Siamo di fronte al primo caso in Italia di un regolamento di questa specie. Mi pare che oltre alle ragioni di “decoro” urbano questo provvedimento si inserisca nel complessivo giro di vite contro lo straniero. Non contro tutti gli stranieri, contro quelli più poveri. Perché a ben vedere ai divieti del regolamento sono ammesse deroghe basate su criteri estetici stabiliti da una commissione che valuterà caso per caso. Per cui con ogni probabilità un ristorante di Sushi non avrà problemi ad insediarsi nonostante il Fugu, il tipico pesce palla utilizzato nei piatti giapponesi, non sia esattamente toscano. Secondo Giulio Gori del Corriere Fiorentino “minimarket arabi, indiani e cinesi sono avvisati, il modello è quello chic di Covent Garden a Londra”. L’assessore Bettarini “non vuole sbarrare la strada ai supermercati etnici, ma solo a quelli brutti”. E il povero si sa è brutto per definizione, sia esso esercente o cliente.

Disgraziatamente per il kebab l’Arno non è l’unico fiume a trascinare pietre. Sulle sponde del Tevere qualche giorno fa Francesco Storace impegnato nella campagna elettorale per le amministrative di Roma ha dichiarato che se dovesse vincere convocherà l’ambasciatore indiano per comunicargli che se l’India non restituisce all’Italia i due Marò farà chiudere tutti gli esercizi commerciali indiani nella capitale.

Il kebab, non quello squisito preparato nei paesi d’origine, sarà pure colpevole della globalizzazione della gastroenterite ma gli va riconosciuta l’attenuante di non aver agito da solo.
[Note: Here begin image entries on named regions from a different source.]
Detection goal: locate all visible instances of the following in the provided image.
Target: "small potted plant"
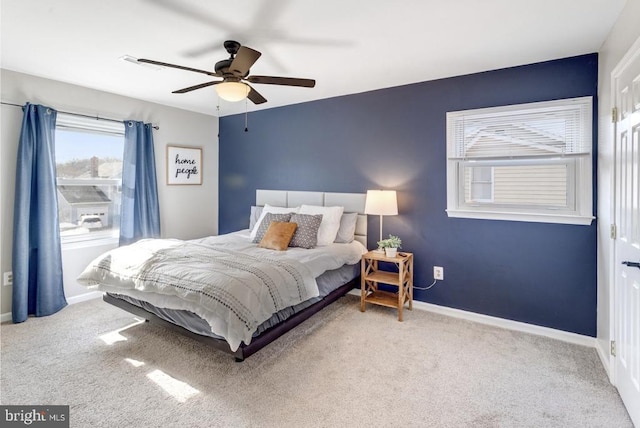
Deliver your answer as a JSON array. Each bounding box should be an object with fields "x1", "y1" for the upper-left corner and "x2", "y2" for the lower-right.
[{"x1": 378, "y1": 235, "x2": 402, "y2": 257}]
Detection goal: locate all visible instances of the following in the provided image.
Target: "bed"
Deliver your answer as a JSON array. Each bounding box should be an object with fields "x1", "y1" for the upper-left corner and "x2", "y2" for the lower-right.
[{"x1": 78, "y1": 190, "x2": 367, "y2": 361}]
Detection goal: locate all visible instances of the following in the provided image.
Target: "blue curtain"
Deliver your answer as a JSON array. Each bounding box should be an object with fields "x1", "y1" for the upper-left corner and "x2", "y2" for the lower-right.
[
  {"x1": 11, "y1": 103, "x2": 67, "y2": 323},
  {"x1": 120, "y1": 120, "x2": 160, "y2": 245}
]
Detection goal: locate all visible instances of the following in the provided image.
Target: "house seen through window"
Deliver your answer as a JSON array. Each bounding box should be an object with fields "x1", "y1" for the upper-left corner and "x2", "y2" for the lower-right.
[
  {"x1": 447, "y1": 97, "x2": 593, "y2": 224},
  {"x1": 55, "y1": 113, "x2": 124, "y2": 242}
]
Come mai nessuno ha mai dimostrato un così spiccato senso estetico da imporre la chiusura dei McDonald nei nostri centri storici? E come mai nessuno ha minacciato gli Stati Uniti della chiusura degli esercizi statunitensi a fronte degli italiani illegalmente detenuti nelle sue carceri? Sarà stata sicuramente una svista, gli italiani non baratterebbero mai le proprie bellezze e i propri principi per qualche dollaro in più.